7. A computer-readable storage medium, characterized in that, The storage medium stores computer instructions, which, when executed by a processor, implement a method for detecting cervical cancer and / or precancerous cervical lesions, the method comprising: Obtain disease risk level data of the target biomarker combination of the sample to be tested, wherein the target biomarker combination is the methylation biomarker combination for the detection of cervical cancer and / or precancerous lesions of the cervix as described in claim 1; Based on the disease risk level data of the combination of target biomarkers in the test sample, assess the cervical cancer and / or cervical precancerous lesions of the corresponding individual in the test sample. The disease risk level data is a risk score of a combination of methylation biomarkers. The risk score is calculated by substituting the BV value of each individual methylation biomarker in the test sample into a Logistic regression model, which is trained using methylation biomarker detection data from known samples. The assessment of the individual's cervical cancer and / or precancerous lesions corresponding to the test sample is as follows: when the risk score of the combination of methylation biomarkers in the test sample is greater than or equal to the cutoff value, the test sample is determined to be positive; when the risk score of the combination of methylation biomarkers in the test sample is less than the cutoff value, the test sample is determined to be negative. The BV value is a binary value, and the binarization process of the ΔCt value is as follows: the ΔCt value of each methylation biomarker is first compared with a preset cutoff value. If the ΔCt value is less than or equal to the cutoff value, the BV value of the biomarker is 1; if the ΔCt value is greater than the cutoff value, the BV value of the biomarker is 0. The ΔCt value is the difference between the Ct value of a single methylation biomarker and the Ct value of the internal reference gene. The sample to be tested was exfoliated cervical cells, and the precancerous cervical lesion was CIN3+.

8. The computer-readable storage medium as claimed in claim 7, characterized in that, The cutoff value for combination 2 is -1.656, and the risk score is -4.240 + 2.685 × BV. ZNF536 +1.025× BV ZNF671 +2.484×BV TTC34 ; And / or, the cutoff value for combination 4 is -1.756, and the risk score is -4.272 + 2.314 × BV. ZNF536 +0.755×BV ZNF671 +1.334×BV ARHGEF4 +1.963×BV TTC34 .

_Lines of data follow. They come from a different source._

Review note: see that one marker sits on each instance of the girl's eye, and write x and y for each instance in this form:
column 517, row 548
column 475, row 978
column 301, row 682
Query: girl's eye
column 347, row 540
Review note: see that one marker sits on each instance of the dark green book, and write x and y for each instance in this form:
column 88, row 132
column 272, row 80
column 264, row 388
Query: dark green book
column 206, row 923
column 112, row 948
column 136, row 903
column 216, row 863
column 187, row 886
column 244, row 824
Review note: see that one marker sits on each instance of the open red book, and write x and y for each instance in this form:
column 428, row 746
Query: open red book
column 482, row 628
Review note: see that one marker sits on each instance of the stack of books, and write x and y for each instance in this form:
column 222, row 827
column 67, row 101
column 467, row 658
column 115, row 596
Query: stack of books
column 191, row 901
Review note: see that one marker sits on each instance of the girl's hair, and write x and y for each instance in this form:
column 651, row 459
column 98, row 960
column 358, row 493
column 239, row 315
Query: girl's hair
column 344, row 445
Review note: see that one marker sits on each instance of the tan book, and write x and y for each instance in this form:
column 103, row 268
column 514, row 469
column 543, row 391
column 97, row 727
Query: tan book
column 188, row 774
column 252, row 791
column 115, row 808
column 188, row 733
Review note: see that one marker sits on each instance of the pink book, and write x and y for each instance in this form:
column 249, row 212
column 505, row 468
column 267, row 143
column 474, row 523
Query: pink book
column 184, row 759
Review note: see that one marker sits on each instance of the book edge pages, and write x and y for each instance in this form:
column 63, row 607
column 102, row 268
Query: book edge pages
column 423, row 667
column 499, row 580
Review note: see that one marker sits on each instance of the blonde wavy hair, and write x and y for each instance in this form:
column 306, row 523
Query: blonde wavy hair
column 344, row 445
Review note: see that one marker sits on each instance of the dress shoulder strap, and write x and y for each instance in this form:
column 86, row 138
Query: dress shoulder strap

9. An electronic terminal, characterized in that, include: Processor, memory, network interface, and user interface; The memory is used to store a computer program, and the processor is used to execute the computer program stored in the memory to cause the terminal to perform the method for detecting cervical cancer and / or precancerous lesions of the cervix as described in claim 7 or 8 in a computer-readable storage medium.